L’a-diplomatie migratoire de la France envers le Maroc edit
La diplomatie migratoire marocaine consiste, vis-à-vis de l'Afrique, à promouvoir un traitement humaniste de la migration et des migrants afin de tisser ou de renforcer les liens avec ses voisins. C'est ce qui explique la stratégie nationale de l’immigration et de l’asile (SNIA), lancée en 2013, qui s'est notamment traduite par deux vastes opérations de régularisation des migrants en 2013, démarrées, pour la première, la même année et, pour la deuxième, en 2016. Ces deux campagnes et la pratique administrative qui a suivi ont été marquées par un assouplissement croissant des conditions de régularisation. Par ailleurs, le Maroc a maintenu une politique ouverte d'accès à son territoire, dispensant de visas les ressortissants de nombres pays du continent. On parle de diplomatie migratoire parce que le Maroc considère que l'ouverture à ses voisins et le bon accueil à leurs citoyens, fussent-ils en situation irrégulière, fait partie des conditions requises pour son intégration régionale comme pour l’affirmation son leadership. Entretenir de bonnes relations avec ses voisins consiste d'abord à ne pas leur claquer la porte au nez. Par bonheur pour le Maroc, la migration n'y est pas un thème de campagne électorale. En même temps, ce n'est, si l'on y songe, rien d'autre que la base de la diplomatie : avoir des relations apaisées et constructives avec ses voisins, relations qui facilitent les échanges humains et commerciaux. L'attitude contraire relève de l'a-diplomatie. L’a-diplomatie consiste, en effet, à prendre des mesures ou à faire des déclarations qui mettent en cause les intérêts ou la sensibilité de partenaires étrangers sans en tenir compte, comme on le fait habituellement, parce que l’agenda considéré est un agenda intérieur et non extérieur. Bref, on traite d’un domaine diplomatique avec les manières et le ton en usage dans la « politique politicienne » – sans ménagements.

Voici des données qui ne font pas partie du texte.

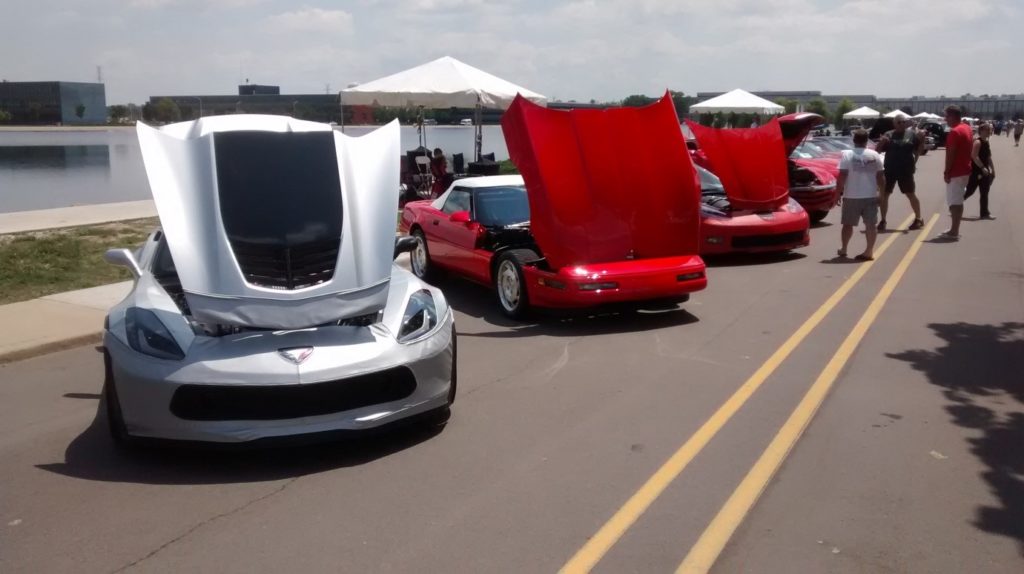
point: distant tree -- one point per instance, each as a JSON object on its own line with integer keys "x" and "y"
{"x": 817, "y": 105}
{"x": 788, "y": 103}
{"x": 682, "y": 102}
{"x": 636, "y": 100}
{"x": 117, "y": 113}
{"x": 844, "y": 106}
{"x": 167, "y": 111}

La récente décision du gouvernement français de réduire de moitié les visas accordés aux Marocains et aux Algériens et de trente pour cent ceux accordés aux Tunisiens relève de cette a-diplomatie. À qui la France donne-t-elle des visas ? En ce qui concerne le Maroc, mais j'imagine qu'il en est sensiblement de même pour l'Algérie et la Tunisie, à professionnels qui se rendent en France dans le cadre de relations de travail, à des étudiants qui y poursuivent leurs études et donnent vie à la francophonie et au rayonnement de l'Université française, à des touristes et à des familles marocaines dont une partie des membres vit en France et possède la nationalité française ; bref, à des voyageurs qui ont tous des liens positifs avec la France, qui y ont fait ou y font leurs études, qui y ont de la famille et des amis, qui travaillent avec des Français dans des entreprises ou des projets communs. Des voyageurs qui, de plus, y dépensent de l'argent ; des étudiants qui payent des droits d'inscription au moins triplés, voire quadruplés, qui louent des appartements, consomment et payent des taxes. Des personnes que l'on aurait naguère classées, pour la plupart, dans la catégorie certes problématique mais au moins indicative des changements en cours depuis deux décennies, des "amis de la France" ou, plus simplement, des Marocains qui ont une relation positive avec celle-ci. Quelle est la raison de cette punition infligée à des personnes concrètes pour une responsabilité qui n’est en rien la leur ? Le gouvernement français reproche au gouvernement marocain de ne pas accorder autant de laissez-passer consulaires qu'il le souhaiterait pour parvenir au chiffre d'expulsion de ressortissants marocains ou supposés tels sur lequel il s'est publiquement engagé. Pourquoi est-ce que le Maroc n'accorde pas ces laissez-passer ? Parce que le Maroc comme tout Etat, avant de satisfaire le droit de son partenaire, doit respecter son propre droit et sa propre réglementation. Il ne peut pas, par exemple, accorder un laissez-passer à une personne dont la nationalité marocaine n'est pas prouvée ni à une autre refusant de faire le test PCR, condition d'entrée nécessaire sur le territoire.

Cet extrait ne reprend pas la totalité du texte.